El corto pero agresivo diluvio comenzó alrededor de las seis y media de la tarde y se prolongó durante poco más de diez minutos, lo que forzó a buscar refugio a los vecinos y los bares que intentaban seguir con las fiestas de San Rogelio.

El agua rebosaba por doquier y las cuestas de Íllora se convirtieron en torrentes furiosos. La Policía Local del municipio publicó de inmediato un mensaje también en Internet que daba idea de la rapidez con la que proliferaron los problemas y las peticiones de auxilio. «Debido a los efectos de la tormenta que hemos padecido, se comunica que los servicios de Policía Local y Protección Civil están auxiliando a los perjudicados, por lo que pedimos paciencia al resto de vecinos afectados, a los cuales iremos atendiendo según vayamos solventando las múltiples incidencias provocadas por la tormenta».

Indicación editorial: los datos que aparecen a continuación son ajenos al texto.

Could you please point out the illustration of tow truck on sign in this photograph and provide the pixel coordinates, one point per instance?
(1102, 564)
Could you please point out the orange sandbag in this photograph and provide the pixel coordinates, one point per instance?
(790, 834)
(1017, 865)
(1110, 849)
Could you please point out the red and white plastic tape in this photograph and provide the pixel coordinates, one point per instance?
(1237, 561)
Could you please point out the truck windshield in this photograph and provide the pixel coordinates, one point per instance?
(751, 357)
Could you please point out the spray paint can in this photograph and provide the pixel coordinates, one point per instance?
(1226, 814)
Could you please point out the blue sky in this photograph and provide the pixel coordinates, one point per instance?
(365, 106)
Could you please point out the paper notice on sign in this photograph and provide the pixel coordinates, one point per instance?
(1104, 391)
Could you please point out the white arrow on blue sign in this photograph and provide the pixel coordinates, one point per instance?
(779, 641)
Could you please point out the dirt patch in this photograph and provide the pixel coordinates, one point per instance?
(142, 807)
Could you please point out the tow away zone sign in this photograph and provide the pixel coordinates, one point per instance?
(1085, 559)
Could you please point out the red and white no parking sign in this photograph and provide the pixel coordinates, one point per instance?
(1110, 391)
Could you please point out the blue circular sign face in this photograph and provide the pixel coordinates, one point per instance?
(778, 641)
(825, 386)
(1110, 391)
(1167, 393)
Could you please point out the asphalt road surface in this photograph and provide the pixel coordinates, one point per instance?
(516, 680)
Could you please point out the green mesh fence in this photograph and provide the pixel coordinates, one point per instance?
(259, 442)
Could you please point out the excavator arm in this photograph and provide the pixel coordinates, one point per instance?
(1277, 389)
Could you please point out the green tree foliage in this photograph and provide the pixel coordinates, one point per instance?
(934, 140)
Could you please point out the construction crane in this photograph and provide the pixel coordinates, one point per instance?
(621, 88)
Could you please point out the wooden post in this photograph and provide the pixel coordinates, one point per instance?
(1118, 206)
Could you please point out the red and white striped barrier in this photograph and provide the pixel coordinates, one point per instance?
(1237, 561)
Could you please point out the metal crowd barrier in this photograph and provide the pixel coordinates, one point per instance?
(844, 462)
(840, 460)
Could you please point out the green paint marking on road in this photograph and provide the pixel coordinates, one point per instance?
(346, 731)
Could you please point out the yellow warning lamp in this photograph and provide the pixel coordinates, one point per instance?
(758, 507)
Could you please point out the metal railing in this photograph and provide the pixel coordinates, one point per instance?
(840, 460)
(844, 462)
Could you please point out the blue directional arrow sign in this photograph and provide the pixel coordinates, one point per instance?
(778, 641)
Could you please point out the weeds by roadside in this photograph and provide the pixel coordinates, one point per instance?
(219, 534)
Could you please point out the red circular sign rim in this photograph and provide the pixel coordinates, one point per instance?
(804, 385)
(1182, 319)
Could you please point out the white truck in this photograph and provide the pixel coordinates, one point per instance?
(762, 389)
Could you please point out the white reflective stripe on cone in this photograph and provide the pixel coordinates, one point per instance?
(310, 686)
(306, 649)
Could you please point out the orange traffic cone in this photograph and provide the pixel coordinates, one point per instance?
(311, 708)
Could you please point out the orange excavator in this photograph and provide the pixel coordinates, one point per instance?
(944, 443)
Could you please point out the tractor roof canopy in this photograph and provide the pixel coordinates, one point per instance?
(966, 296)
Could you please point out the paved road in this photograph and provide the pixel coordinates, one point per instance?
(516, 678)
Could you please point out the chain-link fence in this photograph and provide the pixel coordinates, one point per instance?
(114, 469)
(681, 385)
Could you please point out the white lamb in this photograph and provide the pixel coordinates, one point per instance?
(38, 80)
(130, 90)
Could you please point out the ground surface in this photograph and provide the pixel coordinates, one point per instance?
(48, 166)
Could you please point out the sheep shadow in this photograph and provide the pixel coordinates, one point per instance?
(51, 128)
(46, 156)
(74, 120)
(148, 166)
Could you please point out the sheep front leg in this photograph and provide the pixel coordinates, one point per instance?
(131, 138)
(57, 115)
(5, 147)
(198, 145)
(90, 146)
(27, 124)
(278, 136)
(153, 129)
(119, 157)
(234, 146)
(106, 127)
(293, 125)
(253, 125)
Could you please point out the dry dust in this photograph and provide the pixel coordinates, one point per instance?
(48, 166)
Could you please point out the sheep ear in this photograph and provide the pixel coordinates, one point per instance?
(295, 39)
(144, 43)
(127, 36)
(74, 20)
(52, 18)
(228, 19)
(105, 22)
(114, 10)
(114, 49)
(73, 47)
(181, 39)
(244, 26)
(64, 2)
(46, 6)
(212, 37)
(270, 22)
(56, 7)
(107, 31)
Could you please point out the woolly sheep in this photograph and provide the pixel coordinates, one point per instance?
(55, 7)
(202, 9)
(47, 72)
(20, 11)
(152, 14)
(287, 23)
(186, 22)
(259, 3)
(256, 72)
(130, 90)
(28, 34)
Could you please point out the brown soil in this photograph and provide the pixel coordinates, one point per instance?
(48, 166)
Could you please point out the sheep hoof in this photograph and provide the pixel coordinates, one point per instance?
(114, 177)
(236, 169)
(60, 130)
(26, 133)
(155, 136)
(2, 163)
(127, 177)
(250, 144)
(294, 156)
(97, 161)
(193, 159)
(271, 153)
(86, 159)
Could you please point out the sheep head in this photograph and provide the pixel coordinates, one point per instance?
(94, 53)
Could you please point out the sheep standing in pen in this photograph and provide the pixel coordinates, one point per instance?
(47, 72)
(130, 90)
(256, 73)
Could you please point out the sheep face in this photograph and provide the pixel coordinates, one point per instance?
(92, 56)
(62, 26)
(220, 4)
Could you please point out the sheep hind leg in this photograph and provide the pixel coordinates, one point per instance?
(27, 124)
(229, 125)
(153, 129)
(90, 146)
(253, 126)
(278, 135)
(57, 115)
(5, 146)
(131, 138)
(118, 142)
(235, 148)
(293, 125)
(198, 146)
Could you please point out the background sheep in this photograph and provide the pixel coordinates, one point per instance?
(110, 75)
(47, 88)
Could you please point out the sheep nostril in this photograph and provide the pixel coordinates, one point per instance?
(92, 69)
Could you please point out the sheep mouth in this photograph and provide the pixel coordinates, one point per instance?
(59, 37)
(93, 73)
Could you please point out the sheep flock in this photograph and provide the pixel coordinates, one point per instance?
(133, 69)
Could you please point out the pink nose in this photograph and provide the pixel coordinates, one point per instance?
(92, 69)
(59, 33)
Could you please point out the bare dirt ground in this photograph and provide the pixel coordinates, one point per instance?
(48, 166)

Cuando escampó y se vio que Íllora había soportado bien el temporal, la gente, sobre todo, los jóvenes, volvieron a la calle, mientras los camareros recolocaban las terrazas desbaratadas por la lluvia.

En la pedanía ilurquense de Alomartes, el chaparrón también inundó alguna casa, según comunicaron los propios afectados a este periódico. Además, produjo daños en el campo.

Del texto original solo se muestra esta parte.